The Medical Office Specialist is responsible for executing key front-end revenue cycle functions, including patient registration, insurance verification and authorization coordination. This position is integral to both patient care and provider support, ensuring efficient clinic operations, regulatory compliance, and high-quality service delivery, while working collaboratively with clinical and administrative teams to uphold departmental expectations, meet performance goals, and maintain compliance with performance goals/standards and HIPAA regulations.
Perform pre-registration and post-registration tasks, ensuring complete and accurate patient demographic and insurance information.
Verify insurance eligibility and benefits using payer portals and internal systems.

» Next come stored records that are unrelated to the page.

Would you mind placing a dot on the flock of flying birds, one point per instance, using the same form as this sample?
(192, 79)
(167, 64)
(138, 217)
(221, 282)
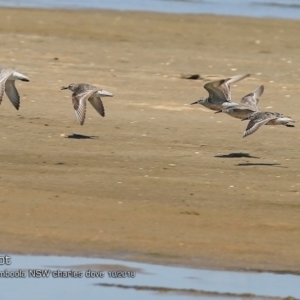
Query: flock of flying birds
(219, 100)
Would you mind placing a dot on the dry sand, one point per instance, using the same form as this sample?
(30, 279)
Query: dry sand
(159, 182)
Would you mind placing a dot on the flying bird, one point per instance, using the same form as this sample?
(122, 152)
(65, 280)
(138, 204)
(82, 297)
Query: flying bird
(7, 85)
(219, 92)
(83, 92)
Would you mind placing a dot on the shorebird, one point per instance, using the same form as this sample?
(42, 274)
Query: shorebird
(258, 119)
(219, 92)
(247, 106)
(7, 84)
(83, 92)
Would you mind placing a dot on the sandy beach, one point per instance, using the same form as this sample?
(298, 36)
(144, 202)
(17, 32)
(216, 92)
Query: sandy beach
(160, 180)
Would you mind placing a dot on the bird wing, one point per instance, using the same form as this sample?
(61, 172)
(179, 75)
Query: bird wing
(97, 104)
(251, 100)
(12, 93)
(255, 124)
(4, 74)
(79, 104)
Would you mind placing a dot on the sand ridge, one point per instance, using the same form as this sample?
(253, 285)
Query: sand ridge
(160, 181)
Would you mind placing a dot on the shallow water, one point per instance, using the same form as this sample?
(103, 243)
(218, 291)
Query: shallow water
(177, 280)
(289, 9)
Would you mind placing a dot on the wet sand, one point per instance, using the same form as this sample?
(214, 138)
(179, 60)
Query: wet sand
(161, 181)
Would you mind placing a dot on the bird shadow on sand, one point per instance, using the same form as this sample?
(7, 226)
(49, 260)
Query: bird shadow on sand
(247, 164)
(80, 136)
(236, 155)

Initiate and manage prior authorizations for services, procedures, and referrals, including submission of medical necessity documentation.

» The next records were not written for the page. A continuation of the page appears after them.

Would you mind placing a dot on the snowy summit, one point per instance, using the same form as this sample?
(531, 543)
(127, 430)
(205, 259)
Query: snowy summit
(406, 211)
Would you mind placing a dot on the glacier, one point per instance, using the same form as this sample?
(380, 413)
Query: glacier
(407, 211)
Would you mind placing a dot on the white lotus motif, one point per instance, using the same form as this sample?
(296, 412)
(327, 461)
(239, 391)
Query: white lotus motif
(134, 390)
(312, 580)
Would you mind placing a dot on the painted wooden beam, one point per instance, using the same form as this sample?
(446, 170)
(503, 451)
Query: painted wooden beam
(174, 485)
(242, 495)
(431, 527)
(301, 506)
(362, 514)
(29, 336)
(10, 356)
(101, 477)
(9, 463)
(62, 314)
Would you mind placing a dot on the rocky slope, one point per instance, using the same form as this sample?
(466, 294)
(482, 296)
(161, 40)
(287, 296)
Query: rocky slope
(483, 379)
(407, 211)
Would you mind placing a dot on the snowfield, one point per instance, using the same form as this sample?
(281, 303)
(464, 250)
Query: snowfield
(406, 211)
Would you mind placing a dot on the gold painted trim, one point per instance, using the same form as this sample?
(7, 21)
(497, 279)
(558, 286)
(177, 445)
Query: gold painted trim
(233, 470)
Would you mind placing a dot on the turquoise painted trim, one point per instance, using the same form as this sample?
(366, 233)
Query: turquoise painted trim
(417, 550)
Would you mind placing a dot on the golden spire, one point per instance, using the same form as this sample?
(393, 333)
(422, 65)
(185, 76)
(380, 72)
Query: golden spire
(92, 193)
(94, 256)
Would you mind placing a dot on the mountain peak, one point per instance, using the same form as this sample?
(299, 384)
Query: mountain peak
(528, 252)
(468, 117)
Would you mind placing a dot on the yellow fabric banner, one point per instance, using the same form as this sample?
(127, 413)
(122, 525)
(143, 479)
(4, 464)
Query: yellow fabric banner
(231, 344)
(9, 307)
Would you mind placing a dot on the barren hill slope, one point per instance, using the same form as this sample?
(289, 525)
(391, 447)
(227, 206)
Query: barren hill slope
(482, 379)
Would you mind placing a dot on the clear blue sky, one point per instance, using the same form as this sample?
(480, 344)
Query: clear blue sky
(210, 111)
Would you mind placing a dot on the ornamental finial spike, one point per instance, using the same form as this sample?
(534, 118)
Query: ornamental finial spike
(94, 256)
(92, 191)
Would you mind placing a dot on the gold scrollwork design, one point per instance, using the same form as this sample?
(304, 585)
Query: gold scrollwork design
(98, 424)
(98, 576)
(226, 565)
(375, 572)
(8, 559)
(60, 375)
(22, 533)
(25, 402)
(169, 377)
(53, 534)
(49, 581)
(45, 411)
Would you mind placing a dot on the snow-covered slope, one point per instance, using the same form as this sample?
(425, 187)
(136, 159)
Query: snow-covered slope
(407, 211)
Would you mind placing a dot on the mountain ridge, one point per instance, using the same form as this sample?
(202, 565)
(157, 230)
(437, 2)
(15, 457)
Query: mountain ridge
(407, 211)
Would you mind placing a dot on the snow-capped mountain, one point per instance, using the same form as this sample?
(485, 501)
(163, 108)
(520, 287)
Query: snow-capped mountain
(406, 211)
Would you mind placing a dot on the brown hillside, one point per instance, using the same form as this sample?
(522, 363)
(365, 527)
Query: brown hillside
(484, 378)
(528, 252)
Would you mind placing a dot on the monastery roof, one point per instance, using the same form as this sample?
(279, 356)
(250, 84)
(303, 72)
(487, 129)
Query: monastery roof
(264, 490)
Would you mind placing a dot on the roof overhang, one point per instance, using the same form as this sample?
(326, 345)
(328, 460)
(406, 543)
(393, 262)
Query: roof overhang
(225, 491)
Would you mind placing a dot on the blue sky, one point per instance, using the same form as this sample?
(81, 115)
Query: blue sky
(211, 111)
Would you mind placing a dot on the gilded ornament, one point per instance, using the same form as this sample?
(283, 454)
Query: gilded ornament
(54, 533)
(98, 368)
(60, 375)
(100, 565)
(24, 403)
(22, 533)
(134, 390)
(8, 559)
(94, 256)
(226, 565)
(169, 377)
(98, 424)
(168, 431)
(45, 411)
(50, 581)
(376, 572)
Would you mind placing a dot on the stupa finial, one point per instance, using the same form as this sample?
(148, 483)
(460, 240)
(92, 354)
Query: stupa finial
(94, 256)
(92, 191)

Track and follow up on pending authorizations to ensure timely approvals and prevent delays in care.
Enter and maintain accurate records of registration, eligibility, and authorization activities in compliance with performance goals/standards, departmental protocols, and defined quality metrics (KPIs) related to front-end revenue cycle functions.
Process all non-clinical orders placed by providers, including referrals, imaging, and specialist consults.
Ensure all required documentation is complete and compliant with payer guidelines.
Coordinate with external providers and facilities to facilitate timely and accurate referral fulfillment.
Track referral status and turnaround times to support departmental performance goals.
Maintain accurate logs and documentation to support compliance and reporting requirements.
Educate patients on insurance coverage, co-pays, deductibles, and out-of-pocket responsibilities.
Provide information on available payment plans, financial assistance programs, and departmental billing policies.
Serve as a liaison between patients and billing staff to resolve financial inquiries and support payment arrangements.
Document financial counseling interactions and patient decisions in accordance with compliance and quality standards.
Answer and triage incoming calls using a multi-line phone system, ensuring prompt, courteous, and professional communication.
Route calls appropriately to clinical or administrative staff based on patient needs.
Provide accurate information regarding appointments, insurance, referrals, and financial services.
Document call interactions and follow-up actions in the electronic health record (EHR) system.
Monitor call queues and voicemail messages to ensure timely response and resolution.
Track call metrics and contribute to performance improvement initiatives related to patient access and satisfaction.
Required: Computer literacy/proficiency, HIPAA regulations and patient confidentiality, ability to multitask in a fast paced environment, attention to detail, effective verbal and written communication, maintain professionalism under pressure, problem solving/critical thinking, and empathy.
Preferred: Computer literacy/proficiency in EHR platform EPIC, insurance platforms, and Microsoft Office; Knowledgeable in de-escalation techniques.